Certain characteristics must be present for a school to be considered authentically Catholic. The elements that necessarily belong to a school’s Catholic identity are the principles articulated by the Holy See and are the measurable benchmarks inspiring the mission of every Catholic school.

A Catholic school will be inspired by a vision that recognises the spiritual dimension of each person. The specific purpose of a Catholic education is the formation of young people who will be good citizens of this world, loving God and neighbour, enriching society with the values of the Gospel.

A Catholic school emphasises the inalienable dignity of the human person. Catholic schools are schools for the human person and of the human person founded on Jesus Christ. The gospel of Jesus Christ is to inspire and guide the Catholic school in every dimension of its life and activity – its philosophy of education, its curriculum, its pedagogy, its community life, even its physical environment. Catholic schools have the task of being the living and provocative memory of Christ.

A Catholic school is a community of persons and a genuine community of faith. Catholic schools are no longer seen to be simply education institutions but more rightly so communities of persons drawn together by a common faith that determines who and how the community will be for the world.

In a Catholic school a Catholic worldview permeates the whole curriculum.

  • All instruction must be authentically Catholic in content and pedagogy across the entire program of studies.
  • The Catholic school will foster love for wisdom and truth, and integrate faith, culture and life.
  • Students in Catholic schools should learn to transform culture in the light of the gospel.
  • Catholic schools prepare students to relate the values of the gospel to their particular culture and to live these values in practice.

A Catholic school is sustained by Gospel witness. Catholic schools seek to reflect a distinctive vision of life and a corresponding philosophy of education. This is based on the gospel of Jesus Christ.

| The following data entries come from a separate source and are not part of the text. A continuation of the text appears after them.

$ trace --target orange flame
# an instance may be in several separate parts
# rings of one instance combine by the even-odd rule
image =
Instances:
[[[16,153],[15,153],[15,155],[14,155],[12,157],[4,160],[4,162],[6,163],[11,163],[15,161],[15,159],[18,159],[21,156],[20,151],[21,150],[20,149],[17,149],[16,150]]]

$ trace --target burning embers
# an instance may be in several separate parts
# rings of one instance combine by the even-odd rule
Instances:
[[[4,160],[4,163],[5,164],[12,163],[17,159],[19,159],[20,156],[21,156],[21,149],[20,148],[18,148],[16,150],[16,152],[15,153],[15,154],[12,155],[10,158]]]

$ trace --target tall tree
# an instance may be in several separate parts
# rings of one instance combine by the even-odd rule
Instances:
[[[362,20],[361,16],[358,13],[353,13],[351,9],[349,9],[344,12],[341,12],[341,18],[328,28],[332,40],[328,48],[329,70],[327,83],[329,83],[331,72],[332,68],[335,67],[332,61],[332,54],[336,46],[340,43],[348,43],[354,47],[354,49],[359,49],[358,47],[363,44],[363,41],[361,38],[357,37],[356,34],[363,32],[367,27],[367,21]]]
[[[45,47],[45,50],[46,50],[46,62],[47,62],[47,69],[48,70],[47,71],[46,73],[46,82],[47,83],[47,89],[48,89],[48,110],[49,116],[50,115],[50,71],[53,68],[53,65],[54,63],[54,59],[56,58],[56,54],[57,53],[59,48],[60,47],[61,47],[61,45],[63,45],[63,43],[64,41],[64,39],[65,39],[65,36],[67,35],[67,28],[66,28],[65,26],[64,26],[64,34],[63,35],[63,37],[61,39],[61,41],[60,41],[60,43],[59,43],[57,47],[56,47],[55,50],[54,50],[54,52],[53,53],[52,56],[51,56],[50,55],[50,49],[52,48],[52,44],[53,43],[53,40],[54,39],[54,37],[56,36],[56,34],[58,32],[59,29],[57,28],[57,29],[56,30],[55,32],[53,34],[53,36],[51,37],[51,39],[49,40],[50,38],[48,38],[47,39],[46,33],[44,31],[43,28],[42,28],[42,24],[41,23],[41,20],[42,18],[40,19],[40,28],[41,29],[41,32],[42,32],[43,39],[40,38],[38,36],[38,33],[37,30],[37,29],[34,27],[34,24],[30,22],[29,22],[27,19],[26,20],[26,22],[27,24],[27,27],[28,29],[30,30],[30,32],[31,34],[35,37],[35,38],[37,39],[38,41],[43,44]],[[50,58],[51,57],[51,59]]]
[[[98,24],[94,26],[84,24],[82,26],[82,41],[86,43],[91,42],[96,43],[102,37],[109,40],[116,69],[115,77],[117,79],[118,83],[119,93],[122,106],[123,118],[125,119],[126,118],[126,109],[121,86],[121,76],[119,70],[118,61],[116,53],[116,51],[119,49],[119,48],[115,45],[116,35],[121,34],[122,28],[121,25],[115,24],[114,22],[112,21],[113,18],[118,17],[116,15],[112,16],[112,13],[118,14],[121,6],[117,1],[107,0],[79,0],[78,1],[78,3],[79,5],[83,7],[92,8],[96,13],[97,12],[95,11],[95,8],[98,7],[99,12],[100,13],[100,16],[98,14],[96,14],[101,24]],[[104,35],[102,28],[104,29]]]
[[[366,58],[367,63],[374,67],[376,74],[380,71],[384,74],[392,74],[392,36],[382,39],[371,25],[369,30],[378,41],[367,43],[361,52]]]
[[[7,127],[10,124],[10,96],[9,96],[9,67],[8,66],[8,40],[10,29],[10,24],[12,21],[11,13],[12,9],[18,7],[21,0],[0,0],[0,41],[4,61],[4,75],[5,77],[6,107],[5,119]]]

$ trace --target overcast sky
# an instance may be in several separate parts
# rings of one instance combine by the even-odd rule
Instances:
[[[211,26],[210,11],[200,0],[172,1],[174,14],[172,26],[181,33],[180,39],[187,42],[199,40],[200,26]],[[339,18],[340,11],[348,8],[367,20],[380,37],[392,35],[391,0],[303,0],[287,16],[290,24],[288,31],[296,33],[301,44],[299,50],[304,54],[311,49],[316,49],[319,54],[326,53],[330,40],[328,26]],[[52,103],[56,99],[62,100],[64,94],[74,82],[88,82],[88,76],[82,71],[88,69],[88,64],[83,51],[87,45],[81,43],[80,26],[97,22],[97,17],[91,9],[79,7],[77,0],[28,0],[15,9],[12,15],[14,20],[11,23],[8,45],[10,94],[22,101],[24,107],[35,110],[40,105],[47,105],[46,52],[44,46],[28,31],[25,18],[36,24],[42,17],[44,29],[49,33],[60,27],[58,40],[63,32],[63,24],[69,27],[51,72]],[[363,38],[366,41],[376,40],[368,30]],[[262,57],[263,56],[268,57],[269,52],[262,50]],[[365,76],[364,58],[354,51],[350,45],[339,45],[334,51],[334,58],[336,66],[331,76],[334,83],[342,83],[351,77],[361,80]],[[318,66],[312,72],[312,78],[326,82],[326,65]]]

These characteristics form the basis for all we do as Catholic colleges in the spirit of Mary Aikenhead and in the tradition of the Sisters of Charity of Australia. Based on our founding story and identity, they call us to courage in responding to the signs of the times in the light of the Gospel. They empower us to seek our own prophetic response to the Gospel imperatives, and to create and sustain educational communities actively imbued with justice, hope, compassion and love.

Adapted from:
Archbishop J. Michael Miller csb, The Holy See’s Teaching on Catholic Schools
St Paul’s Publications Strathfield NSW Australia 2012

Some Catholic teachers bring to their educational ministry the charism of a particular religious institute, with all that involves in terms of a specific spirituality and approach to pedagogy. This is highly commendable. But more important than handing on elements of a particular charism to certain members of the laity is safeguarding and protecting schools’ Catholic ethos. We cannot forget that a school is first Catholic before it can be moulded according to the specific charism of a religious institute.